Electric Guitars

The electric guitar has taken center stage as the rock instrument in the music industry since the 1940s. The very first electric guitar was the Rickenbacker "Frying Pan." Although this was officially the first electric guitar, things really started rolling when Leo Fender released the Telecaster in 1948. Shortly after the release of the Telecaster, other electric guitars quickly followed that are still popular today. The electric guitar has many variants, so there is an electric guitar to suit everyone's needs.

How many variants are there?​

To keep it simple, the electric guitar can be divided into three different variants. The first variant is the Solid Body electric guitar. This guitar is made of solid wood which makes the instrument very resonant. The Telecaster was one of the first true Solid Body guitars and was an inspiration for almost all Solid Body guitars that followed.​

The second variation is a hollow body electric guitar. Hollowbody electric guitars were first produced in the 1930s in an attempt to compete with the loud sounds of major jazz bands and orchestras. The archtop shape and iconic F-hole design are instantly recognizable features of a hollow body guitar. Unlike the solid body guitar, the hollow body guitar is completely hollow inside.

One disadvantage of the hollow body guitar is that it is prone to feedback when played at higher volumes or when the gain is increased.

The latest variation is the Semi Hollow body electric guitar. This guitar evolves on the Hollow Body design, but is distinguished from its older relative by one important feature.

Semi-hollow electric guitars have a wooden center block in which the pickups are mounted. This middle block helps reduce feedback that can occur with fully hollow guitars. Therefore, semi-hollow guitars are better suited for music styles that require overdrive or distortion.

Body Shapes

The electric guitar has a wide range of body shapes. Many modern guitars are based on the original models from the 1940s and 1950s, such as the Fender Telecaster and Stratocaster. Many other brands take inspiration from these shapes for their own guitars. Because of licensing laws, only Fender is allowed to use the Stratocaster and Telecaster names. Therefore, in our specification lists, we use the terms S-style and T-style to designate these guitars.​

Gibson has also developed two iconic shapes with the Les Paul and SG that are often found in other guitars. A Les Paul is also known as a Single Cut guitar, while an SG is known as a Double Cut guitar.
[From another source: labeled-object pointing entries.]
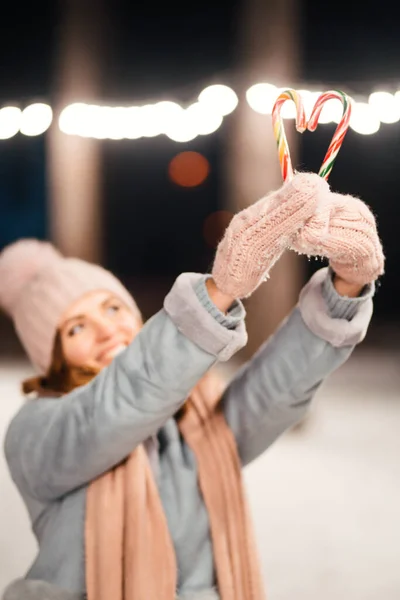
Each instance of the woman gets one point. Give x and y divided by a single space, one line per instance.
129 456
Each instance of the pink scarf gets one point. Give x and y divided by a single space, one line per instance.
129 551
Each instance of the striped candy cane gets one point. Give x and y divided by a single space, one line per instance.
341 129
279 130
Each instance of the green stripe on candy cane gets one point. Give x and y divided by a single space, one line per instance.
341 129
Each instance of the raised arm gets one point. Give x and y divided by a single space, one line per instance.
56 445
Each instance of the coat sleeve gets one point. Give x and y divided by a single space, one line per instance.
274 390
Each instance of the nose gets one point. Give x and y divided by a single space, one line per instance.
105 328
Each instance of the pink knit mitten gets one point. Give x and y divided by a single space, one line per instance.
343 229
258 235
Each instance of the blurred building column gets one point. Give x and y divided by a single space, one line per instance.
74 181
269 53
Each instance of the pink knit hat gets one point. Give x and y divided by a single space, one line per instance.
37 284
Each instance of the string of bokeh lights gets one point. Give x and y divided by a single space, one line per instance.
183 124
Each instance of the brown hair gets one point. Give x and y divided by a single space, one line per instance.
61 378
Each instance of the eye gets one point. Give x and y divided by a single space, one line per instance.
113 308
75 329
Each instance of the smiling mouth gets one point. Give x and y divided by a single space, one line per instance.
113 352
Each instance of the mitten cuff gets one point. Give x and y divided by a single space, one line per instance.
319 309
343 307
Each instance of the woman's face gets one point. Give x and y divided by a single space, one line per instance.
95 329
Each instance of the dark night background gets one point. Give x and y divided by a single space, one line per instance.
173 51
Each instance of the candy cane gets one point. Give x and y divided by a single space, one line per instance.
341 129
279 130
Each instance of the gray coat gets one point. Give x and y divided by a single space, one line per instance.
54 448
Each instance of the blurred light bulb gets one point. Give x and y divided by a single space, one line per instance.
73 118
36 119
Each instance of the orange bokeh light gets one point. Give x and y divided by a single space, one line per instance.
214 226
189 169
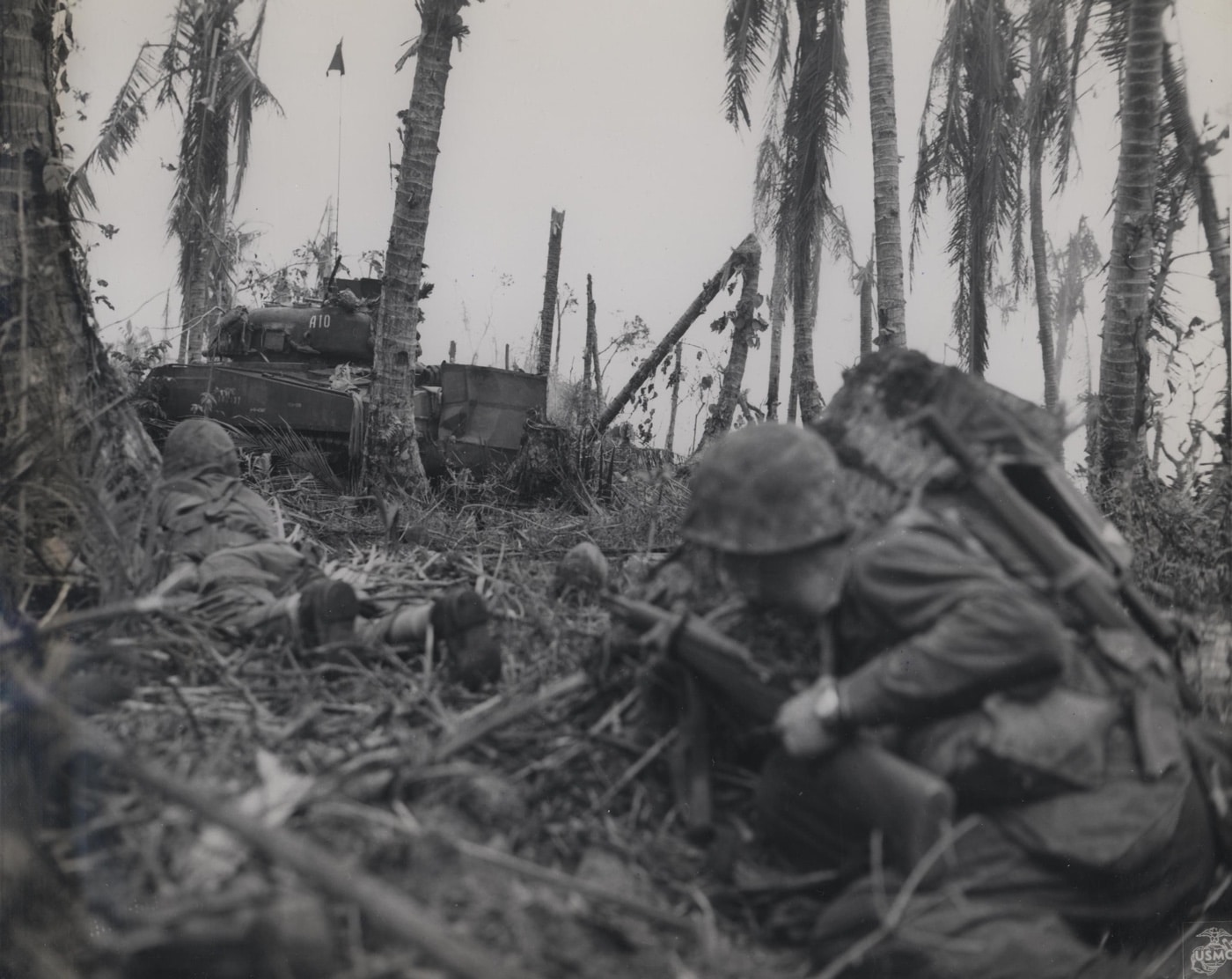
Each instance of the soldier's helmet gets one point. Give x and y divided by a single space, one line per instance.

The Double Cut shape can also be seen, for example, in the PRS Custom 24. 

In the specification list of our products, you can always find which body shape that particular guitar falls under.

Lap- & Pedalsteel

The lap steel guitar, also known as Hawaiian guitar, is a type of steel guitar without pedals that is usually played in a horizontal position on the player's lap. The strings are significantly higher in relation to the neck than on a standard electric guitar. As a result, the lap steel is played with a piece of metal that functions as a slide.​

The pedal steel guitar is a steel guitar with pedals and knee levers that adjust the pitch of certain strings, allowing you to play more varied and complex music than with a lap steel guitar.